14. Production JVM Tuning for Elasticsearch Nodes
Elasticsearch is a Java application, and JVM tuning has an outsized impact on cluster stability. The most important settings:
Heap size: Set JVM heap to exactly 50% of available RAM, with a maximum of 26 GB. Above 26 GB, the JVM switches from compressed ordinary object pointers (compressed OOPs) to uncompressed OOPs, which increases memory overhead significantly. On a 64 GB server: set heap to 26 GB, not 32 GB.
Disable swapping: Elasticsearch nodes must never swap to disk. Memory access latency jumps from nanoseconds to milliseconds when swapping occurs. Add bootstrap.memory_lock: true to elasticsearch.yml and MAX_LOCKED_MEMORY=unlimited to the system limits.
GC selection: Use G1GC (the default since Java 11) for heaps below 26 GB. G1GC gives predictable pause times.
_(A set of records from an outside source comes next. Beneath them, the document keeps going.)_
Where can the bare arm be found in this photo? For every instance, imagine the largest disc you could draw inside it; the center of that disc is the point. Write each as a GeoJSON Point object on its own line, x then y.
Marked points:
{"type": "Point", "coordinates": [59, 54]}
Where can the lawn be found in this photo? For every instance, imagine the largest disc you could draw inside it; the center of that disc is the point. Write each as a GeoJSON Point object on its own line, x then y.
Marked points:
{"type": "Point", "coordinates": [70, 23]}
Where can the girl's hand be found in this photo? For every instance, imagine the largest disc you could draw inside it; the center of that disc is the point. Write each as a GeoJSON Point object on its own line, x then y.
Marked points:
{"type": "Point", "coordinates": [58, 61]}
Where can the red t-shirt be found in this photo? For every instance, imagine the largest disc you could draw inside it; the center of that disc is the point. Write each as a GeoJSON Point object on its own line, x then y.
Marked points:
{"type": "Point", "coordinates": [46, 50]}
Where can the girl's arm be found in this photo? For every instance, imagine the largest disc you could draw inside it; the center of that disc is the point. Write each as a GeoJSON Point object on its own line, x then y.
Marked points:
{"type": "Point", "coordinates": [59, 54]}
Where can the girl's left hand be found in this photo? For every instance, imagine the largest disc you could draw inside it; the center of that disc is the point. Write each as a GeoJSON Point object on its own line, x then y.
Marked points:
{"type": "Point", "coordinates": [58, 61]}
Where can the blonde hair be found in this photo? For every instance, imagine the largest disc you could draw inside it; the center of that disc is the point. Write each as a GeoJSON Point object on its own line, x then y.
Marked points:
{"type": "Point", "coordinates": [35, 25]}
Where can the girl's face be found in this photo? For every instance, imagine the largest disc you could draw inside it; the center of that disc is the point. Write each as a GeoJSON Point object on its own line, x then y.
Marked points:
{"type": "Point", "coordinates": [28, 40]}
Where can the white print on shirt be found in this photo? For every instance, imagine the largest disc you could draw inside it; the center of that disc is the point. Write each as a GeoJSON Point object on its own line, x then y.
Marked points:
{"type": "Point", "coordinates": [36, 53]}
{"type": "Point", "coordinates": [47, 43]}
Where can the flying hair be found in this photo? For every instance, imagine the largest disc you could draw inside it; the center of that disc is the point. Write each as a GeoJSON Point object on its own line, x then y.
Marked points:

The Elasticsearch team specifically advises against ZGC for production because it can cause unpredictable latency spikes under high indexing load.
# jvm.options
-Xms26g
-Xmx26g
-XX:+UseG1GC
-XX:G1HeapRegionSize=32m
-XX:+UnlockExperimentalVMOptions
-XX:+UseG1GC
# elasticsearch.yml
bootstrap.memory_lock: true
indices.memory.index_buffer_size: 20%
thread_pool.write.queue_size: 1000
15. Elasticsearch Production Readiness Checklist
Before going to production with an Elasticsearch cluster, validate each of these items:
- Minimum 3-node cluster — a single node has no high availability; 3 nodes allows one node to fail without data loss
- Replica shards configured — at minimum,
number_of_replicas: 1; zero replicas means any node failure loses data - Heap at 50% of RAM, max 26 GB — above 26 GB, JVM compressed OOP overhead reduces performance
- Swapping disabled —
bootstrap.memory_lock: true+MAX_LOCKED_MEMORY=unlimitedin system limits - Daily snapshots to S3 or GCS — Elasticsearch clusters can corrupt; without snapshots you lose all data
- Slow query log enabled —
index.search.slowlog.threshold.query.warn: 5ssurfaces inefficient queries before they cause SLA violations - Index lifecycle management (ILM) configured — time-series indexes (logs, audit events) must roll over to prevent unbounded shard growth
- Mapping explosion prevented — use
dynamic: "strict"on indexes with user-provided data; dynamic mapping creates unbounded numbers of fields from untrusted input - Security enabled — Elasticsearch 8.x enables security by default; do not disable it; use TLS for all inter-node and client communication
- Query cache sized appropriately — for analytics workloads, increase node query cache to 20% of heap; for search workloads, keep defaults
A useful health-check command to run weekly in production: GET /_cluster/health?pretty. Green means all primary and replica shards are allocated. Yellow means unallocated replicas (typically because you have fewer nodes than replicas). Red means unallocated primary shards — this is data loss territory and requires immediate attention.